Using the Pythagorean theorem

`( \sin( \alpha ) ) {}^(2) + ( \cos( \alpha ) ) {}^(2) = 1`

It is mostly notated as this,

`\sin {}^(2) ( \alpha ) + \cos {}^(2) ( \alpha ) = 1`

But they mean the same thing, we know

`\sin( \alpha ) = (3 √(11) )/(10)`

So we plug that in for sin a.

`( (3 √(11) )/(10) ) {}^(2) + \cos {}^(2) ( \alpha ) = 1`

`(99)/(100) + \cos {}^(2) ( \alpha ) = 1`

`\cos {}^(2) ( \alpha ) = (100)/(100) - (99)/(100)`

`\cos {}^(2) ( \alpha ) = (1)/(100)`

Since cos is Positve over the interval (0; π/2), we take the positive or principal square root.

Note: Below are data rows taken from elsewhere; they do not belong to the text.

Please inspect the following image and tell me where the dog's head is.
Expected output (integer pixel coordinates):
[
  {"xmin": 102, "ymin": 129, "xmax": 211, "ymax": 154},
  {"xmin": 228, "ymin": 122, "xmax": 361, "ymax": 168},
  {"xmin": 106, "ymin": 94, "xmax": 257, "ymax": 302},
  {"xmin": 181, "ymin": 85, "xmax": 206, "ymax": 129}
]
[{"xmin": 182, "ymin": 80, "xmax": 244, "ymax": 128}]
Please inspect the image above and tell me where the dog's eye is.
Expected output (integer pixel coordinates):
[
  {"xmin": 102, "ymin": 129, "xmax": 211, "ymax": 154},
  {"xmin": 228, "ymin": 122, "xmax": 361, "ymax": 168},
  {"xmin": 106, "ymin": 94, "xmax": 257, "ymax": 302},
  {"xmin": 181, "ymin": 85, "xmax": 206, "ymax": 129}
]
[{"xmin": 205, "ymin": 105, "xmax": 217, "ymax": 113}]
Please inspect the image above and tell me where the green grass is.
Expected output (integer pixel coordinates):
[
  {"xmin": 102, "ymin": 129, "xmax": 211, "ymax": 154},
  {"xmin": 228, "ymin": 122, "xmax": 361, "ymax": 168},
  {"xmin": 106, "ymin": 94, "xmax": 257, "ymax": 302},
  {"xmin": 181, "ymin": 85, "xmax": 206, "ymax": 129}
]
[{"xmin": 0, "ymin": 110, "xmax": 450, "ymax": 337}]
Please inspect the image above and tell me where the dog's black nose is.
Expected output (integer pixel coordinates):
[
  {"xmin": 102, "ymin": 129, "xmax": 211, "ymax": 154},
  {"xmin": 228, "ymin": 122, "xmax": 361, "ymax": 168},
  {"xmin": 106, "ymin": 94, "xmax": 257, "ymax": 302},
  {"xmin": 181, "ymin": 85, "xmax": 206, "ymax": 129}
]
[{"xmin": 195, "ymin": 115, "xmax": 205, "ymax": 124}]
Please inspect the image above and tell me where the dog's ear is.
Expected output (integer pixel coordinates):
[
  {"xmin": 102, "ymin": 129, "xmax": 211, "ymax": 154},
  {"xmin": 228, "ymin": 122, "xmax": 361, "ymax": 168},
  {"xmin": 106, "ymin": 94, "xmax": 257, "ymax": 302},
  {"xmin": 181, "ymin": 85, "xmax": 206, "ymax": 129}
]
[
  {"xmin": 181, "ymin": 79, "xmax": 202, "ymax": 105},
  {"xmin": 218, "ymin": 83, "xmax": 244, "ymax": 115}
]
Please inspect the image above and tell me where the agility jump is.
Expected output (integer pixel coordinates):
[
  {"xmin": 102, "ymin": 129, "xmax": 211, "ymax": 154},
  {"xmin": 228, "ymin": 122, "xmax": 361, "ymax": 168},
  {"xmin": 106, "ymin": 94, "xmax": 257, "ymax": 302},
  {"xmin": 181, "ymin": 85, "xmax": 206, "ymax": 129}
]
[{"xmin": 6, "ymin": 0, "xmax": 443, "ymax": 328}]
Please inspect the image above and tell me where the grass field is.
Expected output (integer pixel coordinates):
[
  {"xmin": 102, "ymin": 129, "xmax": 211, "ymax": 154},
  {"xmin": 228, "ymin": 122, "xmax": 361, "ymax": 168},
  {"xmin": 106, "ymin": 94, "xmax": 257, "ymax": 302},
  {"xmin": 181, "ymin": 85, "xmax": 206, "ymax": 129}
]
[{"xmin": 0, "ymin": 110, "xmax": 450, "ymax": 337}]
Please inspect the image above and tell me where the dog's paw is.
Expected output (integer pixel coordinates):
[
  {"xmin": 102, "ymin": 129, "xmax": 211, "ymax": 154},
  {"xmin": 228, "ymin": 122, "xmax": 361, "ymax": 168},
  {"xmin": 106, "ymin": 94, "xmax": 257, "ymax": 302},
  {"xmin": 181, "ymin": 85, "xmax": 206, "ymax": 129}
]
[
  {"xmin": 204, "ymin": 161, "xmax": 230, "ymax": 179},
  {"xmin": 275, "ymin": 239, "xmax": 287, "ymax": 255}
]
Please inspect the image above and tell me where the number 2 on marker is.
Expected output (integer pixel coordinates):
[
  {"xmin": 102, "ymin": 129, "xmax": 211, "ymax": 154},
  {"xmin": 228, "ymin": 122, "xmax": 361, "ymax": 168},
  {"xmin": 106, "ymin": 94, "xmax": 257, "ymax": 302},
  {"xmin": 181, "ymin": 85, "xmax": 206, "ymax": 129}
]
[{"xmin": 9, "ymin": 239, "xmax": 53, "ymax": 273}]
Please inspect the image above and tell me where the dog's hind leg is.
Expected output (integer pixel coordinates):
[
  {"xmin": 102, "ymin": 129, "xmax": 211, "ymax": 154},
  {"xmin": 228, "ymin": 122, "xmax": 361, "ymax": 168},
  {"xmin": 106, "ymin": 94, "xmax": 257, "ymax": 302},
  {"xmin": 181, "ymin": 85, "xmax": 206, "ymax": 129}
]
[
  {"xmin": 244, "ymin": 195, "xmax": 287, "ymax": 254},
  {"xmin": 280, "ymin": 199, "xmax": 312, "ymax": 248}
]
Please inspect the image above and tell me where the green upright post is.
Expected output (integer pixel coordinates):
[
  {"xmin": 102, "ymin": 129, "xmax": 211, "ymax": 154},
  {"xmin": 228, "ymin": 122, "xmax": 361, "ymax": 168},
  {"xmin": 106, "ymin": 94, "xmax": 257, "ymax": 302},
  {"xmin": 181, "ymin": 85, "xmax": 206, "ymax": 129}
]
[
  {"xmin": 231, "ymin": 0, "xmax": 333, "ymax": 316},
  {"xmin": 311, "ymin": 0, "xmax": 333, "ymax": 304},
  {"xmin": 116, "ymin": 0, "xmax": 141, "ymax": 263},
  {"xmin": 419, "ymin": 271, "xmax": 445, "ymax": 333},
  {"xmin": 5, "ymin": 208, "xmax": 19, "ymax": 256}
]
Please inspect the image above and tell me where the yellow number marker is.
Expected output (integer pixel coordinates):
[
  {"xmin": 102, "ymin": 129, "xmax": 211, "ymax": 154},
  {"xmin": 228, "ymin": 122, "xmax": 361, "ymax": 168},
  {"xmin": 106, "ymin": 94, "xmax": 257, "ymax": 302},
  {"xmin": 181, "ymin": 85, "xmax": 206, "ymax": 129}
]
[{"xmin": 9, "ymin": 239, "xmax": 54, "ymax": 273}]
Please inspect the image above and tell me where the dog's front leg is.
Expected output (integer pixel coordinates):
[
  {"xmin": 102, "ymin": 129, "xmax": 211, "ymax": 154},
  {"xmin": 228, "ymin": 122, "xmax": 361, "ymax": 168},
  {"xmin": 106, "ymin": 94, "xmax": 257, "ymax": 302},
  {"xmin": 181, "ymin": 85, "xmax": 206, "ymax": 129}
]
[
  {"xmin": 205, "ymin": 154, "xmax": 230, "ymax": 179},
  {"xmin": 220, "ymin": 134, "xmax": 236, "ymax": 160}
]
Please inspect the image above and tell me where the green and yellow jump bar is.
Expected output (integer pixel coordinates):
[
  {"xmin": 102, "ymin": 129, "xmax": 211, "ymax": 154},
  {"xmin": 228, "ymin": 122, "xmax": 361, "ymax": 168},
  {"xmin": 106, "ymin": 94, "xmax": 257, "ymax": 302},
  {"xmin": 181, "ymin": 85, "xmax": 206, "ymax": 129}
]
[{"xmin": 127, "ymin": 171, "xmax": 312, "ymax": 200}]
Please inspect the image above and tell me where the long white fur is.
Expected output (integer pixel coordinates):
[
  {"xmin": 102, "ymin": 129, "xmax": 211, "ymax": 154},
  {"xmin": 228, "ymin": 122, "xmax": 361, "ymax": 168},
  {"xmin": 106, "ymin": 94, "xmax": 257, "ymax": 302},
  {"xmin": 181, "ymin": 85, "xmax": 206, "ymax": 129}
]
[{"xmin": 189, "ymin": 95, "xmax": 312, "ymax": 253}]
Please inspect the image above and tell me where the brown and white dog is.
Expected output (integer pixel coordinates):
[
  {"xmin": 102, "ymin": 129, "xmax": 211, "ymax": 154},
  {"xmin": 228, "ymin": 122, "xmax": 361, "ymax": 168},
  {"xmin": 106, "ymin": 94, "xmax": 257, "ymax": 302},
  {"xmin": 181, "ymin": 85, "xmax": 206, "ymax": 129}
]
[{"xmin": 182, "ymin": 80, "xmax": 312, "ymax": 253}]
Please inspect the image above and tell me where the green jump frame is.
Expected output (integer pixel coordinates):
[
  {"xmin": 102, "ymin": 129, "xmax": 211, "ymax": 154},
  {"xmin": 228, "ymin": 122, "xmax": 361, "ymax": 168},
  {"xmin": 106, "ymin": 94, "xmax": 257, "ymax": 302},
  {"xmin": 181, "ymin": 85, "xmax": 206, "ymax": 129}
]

`\cos( \alpha ) = (1)/(10)`

2. We would get the same work for the second part, the only difference is that cosine is negative over the interval

(π/2, π)

So the answer for 2 is

`\cos( \alpha ) = - (1)/(10)`

Disclaimer: Your work you did was correct, just remember for fractions like

`1 - (99)/(100)`

Convert 1 into a fraction that has a denominator of 100.

`(100)/(100) - (99)/(100) = (1)/(100)`